The White House said Tuesday the Obama administration has not halt or cut off assistance to Egypt and that President Barack Obama and his national security team would discuss whether to continue or curtail the 1.5 billion U.S. dollars in annual aid.
Published reports suggesting the U.S. assistance to Egypt had been cut off were "not accurate," White House spokesman Josh Earnest said at a daily briefing.
Obama had directed his national security team to review the aid and assistance relationship with Egypt, but the review has not concluded yet, Earnest said.
The latest actions by the Egyptian government did not reflect "their commitment to an inclusive political process, to respect for basic human rights...continued violations of basic human rights don't make the transfer of that aid more likely," Earnest told reporters.
A decision would be announced after the review, if necessary, he said.
Obama will convene a meeting of his national security team on the issue Tuesday afternoon, but cautioned against anticipation of any major announcements to make in the immediate aftermath of the meeting.
Earlier in the day, the National Security Council also insisted that the Obama administration has made no final decision on halting assistance to Egypt.
"As the president has said, we are reviewing all of our assistance to Egypt. No policy decisions have been made at this point regarding the remaining assistance," its spokesperson said in the statement.
U.S. media reported late Monday that the administration had quietly ended some aid to Egypt.
A spokesman for Senator Patrick Leahy, who chairs the Senate's Subcommittee on the Department of State and Foreign Operations, told CNN on Monday that his office had been told that the aid to Egypt had been halted.
"As we noted yesterday, the State Department and Foreign Operations Appropriations Subcommittee were told that the transfer of military aid was stopped, that this is current practice, not necessarily official policy, and there is no indication of how long it will last," an aide to Leahy reiterated in a statement Tuesday.
A Pew poll released Monday show, 51 percent of Americans say it is better for the U.S. to cut off military aid to Egypt, while 26 percent of Americans prefer to continue the aid in order to maintain influence in the African country.

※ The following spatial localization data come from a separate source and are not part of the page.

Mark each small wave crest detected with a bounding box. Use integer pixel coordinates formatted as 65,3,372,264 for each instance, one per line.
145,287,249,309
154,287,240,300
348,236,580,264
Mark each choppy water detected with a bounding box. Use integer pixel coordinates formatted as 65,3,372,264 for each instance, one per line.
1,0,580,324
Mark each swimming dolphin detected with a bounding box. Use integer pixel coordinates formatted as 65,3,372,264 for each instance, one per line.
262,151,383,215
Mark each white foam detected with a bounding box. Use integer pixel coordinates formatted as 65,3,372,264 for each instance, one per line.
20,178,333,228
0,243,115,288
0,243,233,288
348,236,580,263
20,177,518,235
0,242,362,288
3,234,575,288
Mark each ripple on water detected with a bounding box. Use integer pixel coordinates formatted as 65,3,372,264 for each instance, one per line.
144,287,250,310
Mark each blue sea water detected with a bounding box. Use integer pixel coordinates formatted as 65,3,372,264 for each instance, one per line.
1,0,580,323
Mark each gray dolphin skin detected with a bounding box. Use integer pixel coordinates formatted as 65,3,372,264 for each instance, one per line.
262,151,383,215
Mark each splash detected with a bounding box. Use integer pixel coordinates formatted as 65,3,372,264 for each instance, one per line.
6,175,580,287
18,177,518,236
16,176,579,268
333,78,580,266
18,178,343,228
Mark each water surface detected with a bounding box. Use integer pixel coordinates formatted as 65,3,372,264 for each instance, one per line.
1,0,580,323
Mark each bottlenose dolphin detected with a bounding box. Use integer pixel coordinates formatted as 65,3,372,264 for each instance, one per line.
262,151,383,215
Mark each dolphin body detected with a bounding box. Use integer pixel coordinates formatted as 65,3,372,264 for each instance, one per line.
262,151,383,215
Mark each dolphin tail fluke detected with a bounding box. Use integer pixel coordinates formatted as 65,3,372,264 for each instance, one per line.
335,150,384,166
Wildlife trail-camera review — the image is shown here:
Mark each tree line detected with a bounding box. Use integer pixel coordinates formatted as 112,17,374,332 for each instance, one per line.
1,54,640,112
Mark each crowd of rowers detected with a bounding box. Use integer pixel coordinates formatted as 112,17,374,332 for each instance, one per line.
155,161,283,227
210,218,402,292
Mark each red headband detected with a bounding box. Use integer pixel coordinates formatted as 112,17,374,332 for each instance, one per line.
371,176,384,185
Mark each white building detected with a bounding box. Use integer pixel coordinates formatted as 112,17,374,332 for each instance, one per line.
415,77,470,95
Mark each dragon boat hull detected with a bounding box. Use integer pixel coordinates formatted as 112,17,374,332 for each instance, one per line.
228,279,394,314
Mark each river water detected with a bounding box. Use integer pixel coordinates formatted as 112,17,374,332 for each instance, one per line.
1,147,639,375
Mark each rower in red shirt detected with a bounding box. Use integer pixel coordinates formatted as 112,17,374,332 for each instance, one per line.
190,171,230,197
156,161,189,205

The United States each year provided some 1.5 billion dollars in aid to Egypt, a long-term ally when Hosni Mubarak ruled the country. The aid included 1.23 billion dollars in U.S. military assistance and 241 million dollars in economic aid to Egypt.
Between 1948 and 2011, the U.S. had provided Egypt with a total of 71.6 billion dollars in bilateral aid.
U.S. warships need the passage of the Suez Canal. Meanwhile, it reportedly also wants to keep the 1979 Israel-Egypt peace treaty intact, promote democracy and economic growth in the country, and maintain Egyptian cooperation on intelligence against terrorist activity in the region.
The U.S. aid to Egypt has slid into dilemma as some U.S. lawmakers, among others, urged Washington to halt it in response to the recent situation in Egypt.
The State Department said it has not yet transferred 585 million dollars in military assistance and is reviewing part of economic aid to see if it should be curtailed but denied any decision to halt the aid.
Halting or cutting the aid to Egypt could cost the U.S. significantly.
The U.S. might lose 3 billion dollars, including penalties on contract cancellations, if it does so since Egypt and Israel are the two countries able to order equipment before U.S. funds to pay for them have been approved by Congress.